Je vous remercie par avance.
Chabbat chalom.

Jacques Kohn z''l
Dimanche 26 avril 2009 - 01:05

1. Ce que la tradition juive appelle la « haine gratuite » (En hébreu : Sinath ‘hinnom ») désigne l’une des causes de la destruction du deuxième Temple. Cette forme de haine est illustrée par l’anecdote suivante, racontée dans le Talmud :
Un homme avait un ami, appelé Kamtsa, et un ennemi, nommé Bar Kamtsa. Il chargea un jour son serviteur d’inviter Kamtsa à un banquet qu’il donnait en l’honneur des Sages. Mais l’homme se trompa et invita à sa place Bar Kamtsa.
Lorsque le maître des lieux aperçut que Bar Kamtsa était présent, il l’interpella brutalement et lui intima l’ordre de quitter les lieux.
Bar Kamtsa lui répondit : « Etant donné que tu m’as invité, permets-moi de rester, et je te rembourserai la valeur de ce que j’aurai mangé et bu. »
« Non, dit l’autre ! Je veux que sortes de chez moi.
– Je te rembourserai la moitié du prix total du banquet.
– Non, pas question.
– Je te rembourserai le prix total du banquet.
– Non, sors ! »
Le maître des lieux agrippa alors Bar Kamtsa et le jeta dehors.
Celui-ci se dit alors : « Etant donné que les Sages qui ont assisté à mon éjection n’ont pas réagi au comportement de leur hôte, cela veut dire qu’ils l’ont approuvée. Je vais aller les dénoncer en haut lieu. »
Il se rendit chez César et lui annonça :
« Les Juifs se sont rebellés contre toi.
– Qui a dit cela ?
– Envoie-leur un animal pour qu’ils l’offrent en sacrifice dans leur Temple, et vois ce qu’ils en feront ! »
César chargea Bar Kamtsa d’offrir en son nom un veau en sacrifice, mais celui-ci occasionna à l’animal un défaut physique le rendant inapte à être présenté sur l’autel.
Le refus qui s’ensuivit de la part des prêtres fut le point de départ de la crise qui précipita la Judée vers sa perte et le Temple vers sa destruction (Voir Yoma 9b et Guitin 55b-56a).
On peut constater à la lecture de ce récit, dont il importe peu qu’il relate un fait historique ou qu’il soit légendaire, que les valeurs morales qui caractérisaient la Judée dans les années qui ont précédé la destruction du Temple étaient relâchées, non seulement dans la population, mais aussi – et peut-être surtout – parmi les élites.

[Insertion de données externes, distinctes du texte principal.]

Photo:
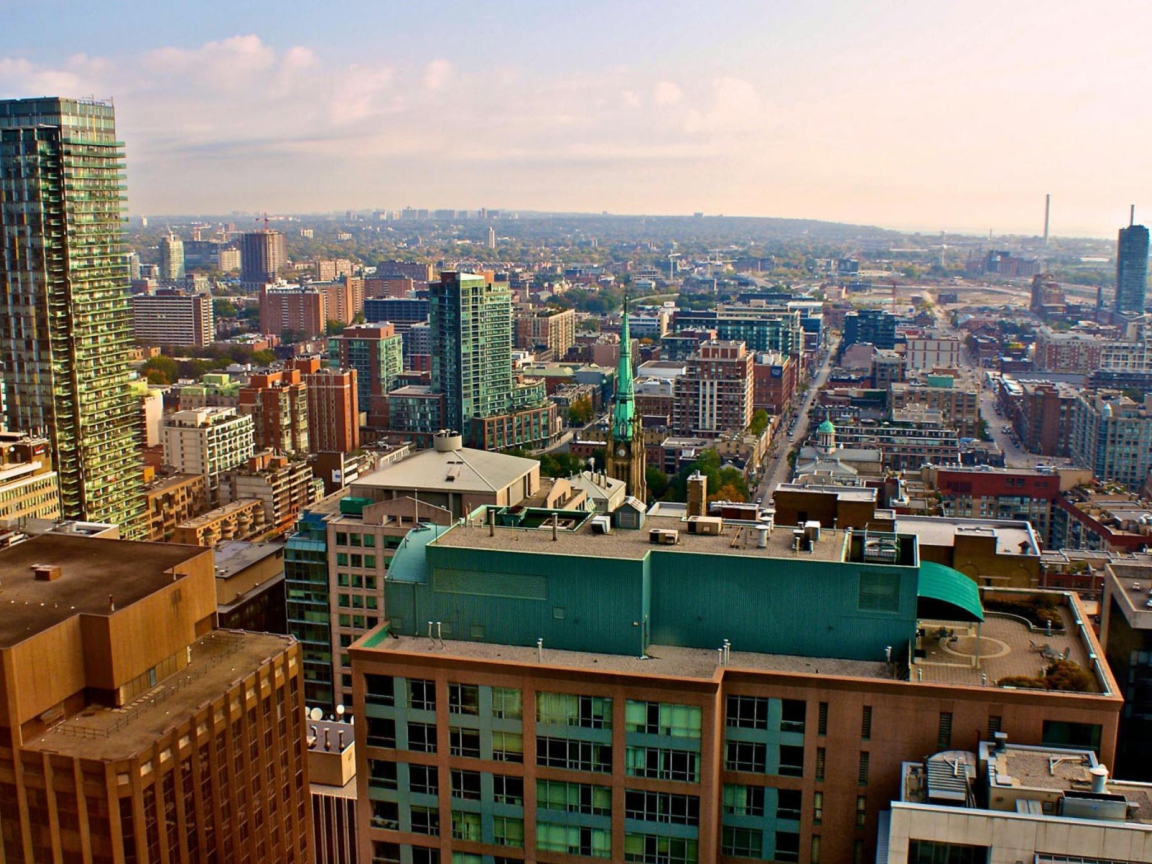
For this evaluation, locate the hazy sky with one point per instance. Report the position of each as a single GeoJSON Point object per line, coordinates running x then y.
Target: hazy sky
{"type": "Point", "coordinates": [927, 114]}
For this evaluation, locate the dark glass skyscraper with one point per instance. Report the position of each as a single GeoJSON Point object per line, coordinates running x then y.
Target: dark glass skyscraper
{"type": "Point", "coordinates": [1131, 268]}
{"type": "Point", "coordinates": [66, 325]}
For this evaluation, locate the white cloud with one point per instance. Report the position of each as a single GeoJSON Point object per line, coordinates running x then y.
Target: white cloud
{"type": "Point", "coordinates": [667, 93]}
{"type": "Point", "coordinates": [736, 106]}
{"type": "Point", "coordinates": [438, 74]}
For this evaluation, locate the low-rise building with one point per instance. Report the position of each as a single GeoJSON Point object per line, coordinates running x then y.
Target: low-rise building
{"type": "Point", "coordinates": [957, 402]}
{"type": "Point", "coordinates": [1006, 803]}
{"type": "Point", "coordinates": [1112, 436]}
{"type": "Point", "coordinates": [28, 484]}
{"type": "Point", "coordinates": [278, 403]}
{"type": "Point", "coordinates": [282, 485]}
{"type": "Point", "coordinates": [207, 441]}
{"type": "Point", "coordinates": [1008, 493]}
{"type": "Point", "coordinates": [332, 771]}
{"type": "Point", "coordinates": [1099, 517]}
{"type": "Point", "coordinates": [718, 695]}
{"type": "Point", "coordinates": [172, 500]}
{"type": "Point", "coordinates": [250, 586]}
{"type": "Point", "coordinates": [235, 521]}
{"type": "Point", "coordinates": [123, 703]}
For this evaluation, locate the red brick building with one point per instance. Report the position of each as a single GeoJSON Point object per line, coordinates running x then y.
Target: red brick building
{"type": "Point", "coordinates": [773, 381]}
{"type": "Point", "coordinates": [278, 403]}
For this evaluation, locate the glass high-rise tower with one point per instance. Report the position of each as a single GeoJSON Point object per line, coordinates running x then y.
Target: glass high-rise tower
{"type": "Point", "coordinates": [66, 325]}
{"type": "Point", "coordinates": [470, 323]}
{"type": "Point", "coordinates": [1131, 268]}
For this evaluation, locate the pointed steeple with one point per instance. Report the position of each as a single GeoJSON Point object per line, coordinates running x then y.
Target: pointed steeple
{"type": "Point", "coordinates": [624, 407]}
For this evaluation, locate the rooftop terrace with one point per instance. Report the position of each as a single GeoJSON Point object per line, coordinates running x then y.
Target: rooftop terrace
{"type": "Point", "coordinates": [29, 605]}
{"type": "Point", "coordinates": [218, 660]}
{"type": "Point", "coordinates": [661, 660]}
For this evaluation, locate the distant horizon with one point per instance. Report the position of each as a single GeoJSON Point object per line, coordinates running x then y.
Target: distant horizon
{"type": "Point", "coordinates": [921, 116]}
{"type": "Point", "coordinates": [339, 213]}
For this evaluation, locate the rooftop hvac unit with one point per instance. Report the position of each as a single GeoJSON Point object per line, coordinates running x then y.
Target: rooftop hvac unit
{"type": "Point", "coordinates": [705, 524]}
{"type": "Point", "coordinates": [601, 524]}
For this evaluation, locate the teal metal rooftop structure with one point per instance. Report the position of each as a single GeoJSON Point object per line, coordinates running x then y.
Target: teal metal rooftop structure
{"type": "Point", "coordinates": [851, 596]}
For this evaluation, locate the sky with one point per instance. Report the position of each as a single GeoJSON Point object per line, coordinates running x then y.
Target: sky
{"type": "Point", "coordinates": [921, 115]}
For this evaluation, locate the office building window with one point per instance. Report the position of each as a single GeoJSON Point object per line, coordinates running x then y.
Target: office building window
{"type": "Point", "coordinates": [508, 747]}
{"type": "Point", "coordinates": [654, 718]}
{"type": "Point", "coordinates": [422, 737]}
{"type": "Point", "coordinates": [507, 703]}
{"type": "Point", "coordinates": [463, 699]}
{"type": "Point", "coordinates": [944, 732]}
{"type": "Point", "coordinates": [508, 789]}
{"type": "Point", "coordinates": [662, 764]}
{"type": "Point", "coordinates": [573, 797]}
{"type": "Point", "coordinates": [421, 695]}
{"type": "Point", "coordinates": [653, 849]}
{"type": "Point", "coordinates": [465, 785]}
{"type": "Point", "coordinates": [574, 840]}
{"type": "Point", "coordinates": [742, 842]}
{"type": "Point", "coordinates": [747, 712]}
{"type": "Point", "coordinates": [653, 806]}
{"type": "Point", "coordinates": [751, 756]}
{"type": "Point", "coordinates": [743, 800]}
{"type": "Point", "coordinates": [423, 779]}
{"type": "Point", "coordinates": [591, 712]}
{"type": "Point", "coordinates": [573, 755]}
{"type": "Point", "coordinates": [787, 846]}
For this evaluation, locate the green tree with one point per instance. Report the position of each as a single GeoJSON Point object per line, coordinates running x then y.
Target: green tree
{"type": "Point", "coordinates": [160, 369]}
{"type": "Point", "coordinates": [656, 482]}
{"type": "Point", "coordinates": [580, 411]}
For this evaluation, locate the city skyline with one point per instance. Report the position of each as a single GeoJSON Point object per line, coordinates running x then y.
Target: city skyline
{"type": "Point", "coordinates": [904, 118]}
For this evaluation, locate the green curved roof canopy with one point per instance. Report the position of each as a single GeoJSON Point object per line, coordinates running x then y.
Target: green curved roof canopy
{"type": "Point", "coordinates": [946, 593]}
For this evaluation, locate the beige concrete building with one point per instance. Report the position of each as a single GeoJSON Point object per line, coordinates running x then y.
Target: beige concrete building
{"type": "Point", "coordinates": [130, 728]}
{"type": "Point", "coordinates": [207, 441]}
{"type": "Point", "coordinates": [28, 484]}
{"type": "Point", "coordinates": [285, 486]}
{"type": "Point", "coordinates": [552, 328]}
{"type": "Point", "coordinates": [173, 500]}
{"type": "Point", "coordinates": [236, 521]}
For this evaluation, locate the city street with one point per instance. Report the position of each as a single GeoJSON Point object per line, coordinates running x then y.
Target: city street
{"type": "Point", "coordinates": [775, 468]}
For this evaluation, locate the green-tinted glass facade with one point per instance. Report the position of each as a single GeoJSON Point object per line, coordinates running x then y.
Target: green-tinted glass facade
{"type": "Point", "coordinates": [309, 606]}
{"type": "Point", "coordinates": [471, 326]}
{"type": "Point", "coordinates": [66, 326]}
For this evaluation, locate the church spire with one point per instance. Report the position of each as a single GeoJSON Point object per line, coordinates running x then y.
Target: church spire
{"type": "Point", "coordinates": [624, 407]}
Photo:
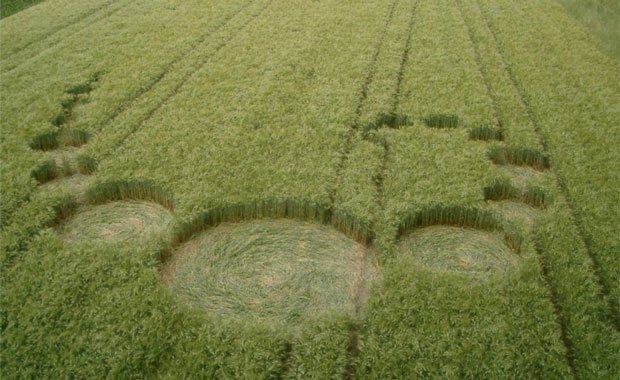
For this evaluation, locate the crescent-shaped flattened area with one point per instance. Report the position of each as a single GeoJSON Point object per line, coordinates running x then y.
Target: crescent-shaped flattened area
{"type": "Point", "coordinates": [281, 270]}
{"type": "Point", "coordinates": [117, 222]}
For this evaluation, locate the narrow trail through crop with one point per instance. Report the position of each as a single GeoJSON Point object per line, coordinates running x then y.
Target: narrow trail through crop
{"type": "Point", "coordinates": [394, 106]}
{"type": "Point", "coordinates": [560, 182]}
{"type": "Point", "coordinates": [547, 278]}
{"type": "Point", "coordinates": [175, 91]}
{"type": "Point", "coordinates": [131, 101]}
{"type": "Point", "coordinates": [372, 68]}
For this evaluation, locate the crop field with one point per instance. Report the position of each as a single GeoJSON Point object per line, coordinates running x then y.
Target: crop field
{"type": "Point", "coordinates": [308, 189]}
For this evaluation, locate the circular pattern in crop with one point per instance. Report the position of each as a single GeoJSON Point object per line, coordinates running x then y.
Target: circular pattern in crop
{"type": "Point", "coordinates": [275, 270]}
{"type": "Point", "coordinates": [466, 251]}
{"type": "Point", "coordinates": [117, 222]}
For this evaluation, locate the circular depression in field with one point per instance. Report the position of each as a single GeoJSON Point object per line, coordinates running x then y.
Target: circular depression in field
{"type": "Point", "coordinates": [277, 270]}
{"type": "Point", "coordinates": [118, 221]}
{"type": "Point", "coordinates": [445, 249]}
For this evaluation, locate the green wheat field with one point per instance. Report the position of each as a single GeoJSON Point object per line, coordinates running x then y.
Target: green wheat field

2. L’appellation de « Michné Tora » désigne dans la littérature rabbinique le cinquième livre du Pentateuque, le Deutéronome. Elle signifie « répétition de la Tora » et correspond ainsi très exactement à l’appellation qui lui a été donnée en français en référence au mot grec Δευτερονόμος (« Deutéronomos »).